Hacker News new | ask | show | jobs
by cjensen 2946 days ago
It's undefined for a reason.

  size_t size = unreasonable large number;
  char buf = malloc (size);
  char *mid = buf + size / 2;
  int index = 0;
  for (size_t x = 0; x < big number; x++) mid[index++] = x;
A common optimization by a compiler is to introduce a temporary

  char *temp = mid + index;
prior to the loop and then replace the body of the loop with

  *(temp++) = x;
If the compiler has to worry about integer overflow, this optimization is not valid.

(I'm not a compiler engineer. Losing the optimization may be worth-while. Or maybe compilers have better ways of handling this nowadays. I'm just chiming in on why int overflow is intentionally undefined in the Fine Standard)

6 comments

Are you sure this was the intent of the standard writers back in the midlate 80s and not something that modern compilers just happened to take advantage of? I'd really expect it to be the former.
Integer overflow is certainly not undefined for this reason.

It's undefined because in the majority of situations, it is the result of a bug, and the actual value (such as a wrapped value) is unexpected and causes a problem.

For instance, oh, the Y2038 problem with 32 bit time_t.

>It's undefined because in the majority of situations, it is the result of a bug,

1. If it's a bug, it should overflow or crash (implementation defined, not undefined), or do what Rust does, crash on -o0 (or, if it's illegal to change defined behavior based on optimization level, create a --crash-on-overflow flag) and overflow on everything else.

2. There is plenty of code where it's intentional (such as the infamous if(a+5<a)).

You meant

    char * buf = malloc(size);
You dropped an asterisk. Since changing pointers returned by malloc() is a bad idea, I'd make it:

    char * const buf = malloc(size);
This is only useful if buf is involved in some preprocessor macrology which perpetrates a hidden mutation of buf.

   BIG_MACRO(x, y, z, buf); // error!
the programmer is informed that, to his or her surprise, BIG_MACRO mutates buf and can take appropriate corrective action.

It's also useful in C++, since innocent-looking function calls can steal mutable references:

   cplusplusfun(x, y, z, buf); // error: arg 4 is non-const ref
No such thing in C, though; function calls are pure pass-by-value.

Changing pointers returned by malloc is sometimes done:

   if ((newptr = realloc(buf, newsize)) != 0)
     buf = newptr;
   else
     ...
In my experience, C code doesn't use const for anywhere near all of the local variables which could be so qualified.

If you enact a coding convention that all unchanged variables must be const, the programmers will just get used to a habit of removing the const whenever they find it convenient to introduce a mutation to a variable. "Oh, crap, error: x wasn't assigned anywhere before so it was const according to our coding convention. Must remove const, recompile; there we go!"

If you want to actually enforce such a convention of adding const, you need help from the compiler: a diagnostic like "foo.c: 123: variable x not mutated; suggest const qualifier".

I've never seen such a diagnostic; do you know of any compiler which has this?

I think that the average C module would spew reams of these diagnostics.

> If the compiler has to worry about integer overflow, this optimization is not valid.

I'm sure it's still possible to come up with an optimization that takes into account signed-ness, and doesn't give in to performance or code-size much.

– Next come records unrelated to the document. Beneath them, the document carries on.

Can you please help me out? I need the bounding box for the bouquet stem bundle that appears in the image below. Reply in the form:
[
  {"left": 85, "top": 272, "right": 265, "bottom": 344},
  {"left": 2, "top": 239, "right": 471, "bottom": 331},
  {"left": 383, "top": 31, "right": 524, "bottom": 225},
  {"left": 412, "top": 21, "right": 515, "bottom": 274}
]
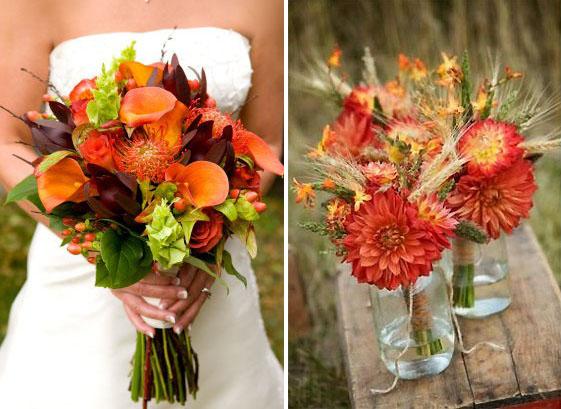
[
  {"left": 452, "top": 237, "right": 476, "bottom": 308},
  {"left": 403, "top": 288, "right": 444, "bottom": 356},
  {"left": 130, "top": 328, "right": 199, "bottom": 408}
]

size_t is unsigned, overflow is defined.
The type of index is, however, signed int.
You're right, I read diagonally :)

However, the optimization argument for signed overflow seems weird to me, because I can't see any reason why this argument would not apply to unsigned overflow as well.

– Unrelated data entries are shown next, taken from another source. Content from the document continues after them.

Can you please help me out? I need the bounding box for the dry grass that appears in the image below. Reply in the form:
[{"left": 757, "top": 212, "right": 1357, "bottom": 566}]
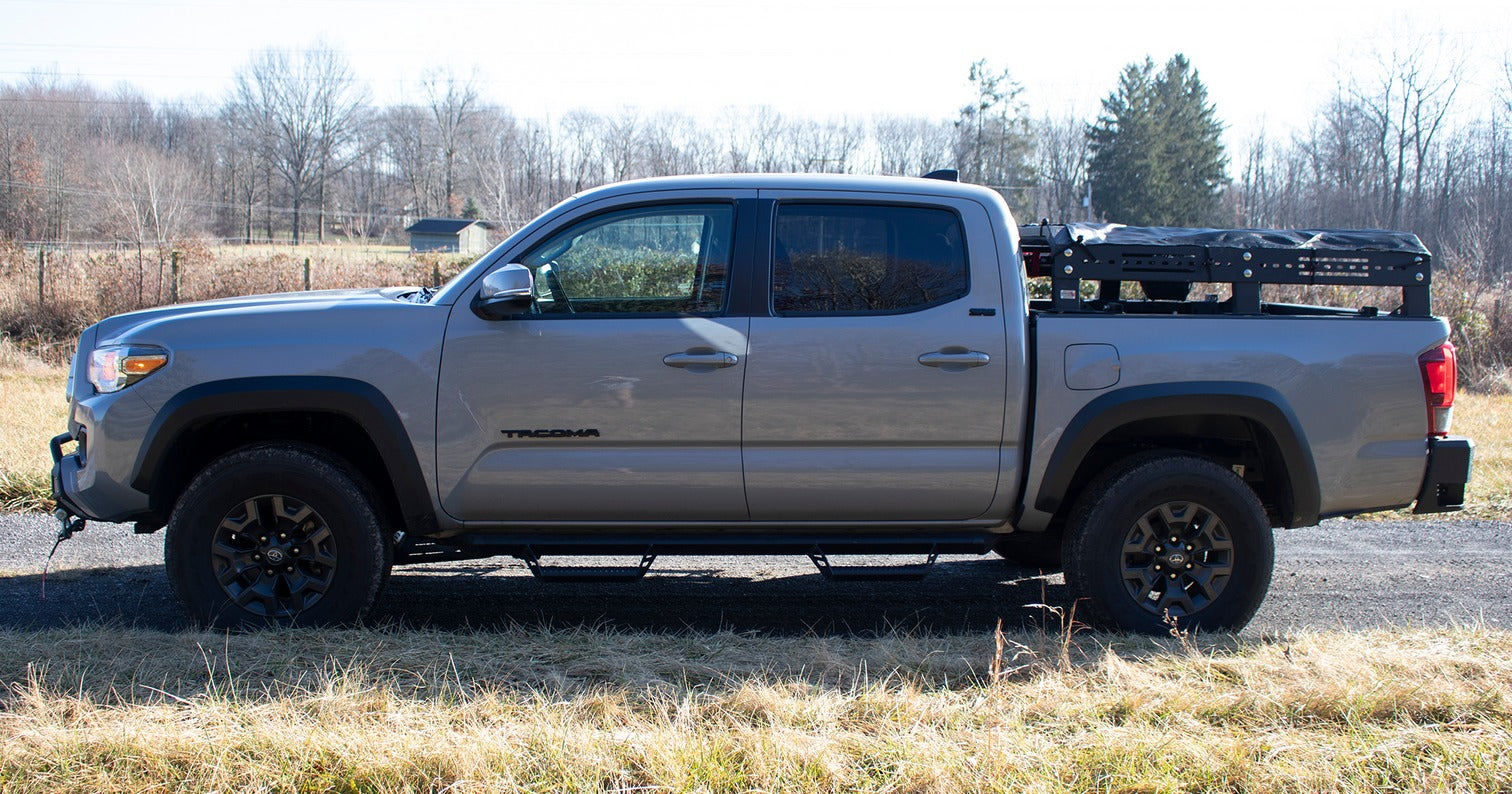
[
  {"left": 1453, "top": 393, "right": 1512, "bottom": 519},
  {"left": 0, "top": 240, "right": 473, "bottom": 363},
  {"left": 0, "top": 628, "right": 1512, "bottom": 792}
]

If we keep undefined behavior to optimize things like "if (n < n + 1)" when n is signed, why not do the same when n is unsigned?

Conversely, if there is a good reason not to, then why would it not apply to signed overflow as well?

This case is not worth optimising, because the index should be size_t just like the original size. Then the compiler knows it won't overflow, and doesn't have to check.
And, the fix is easy: just use types of the same width for the counter and the boundary. Using a narrower counter is just begging for errors to happen. This is not a good coding style, and there is no point in having the compiler condoning it.

Compiling it and making it run? Sure. Bending over backwards to ensure it runs fast? Hell no.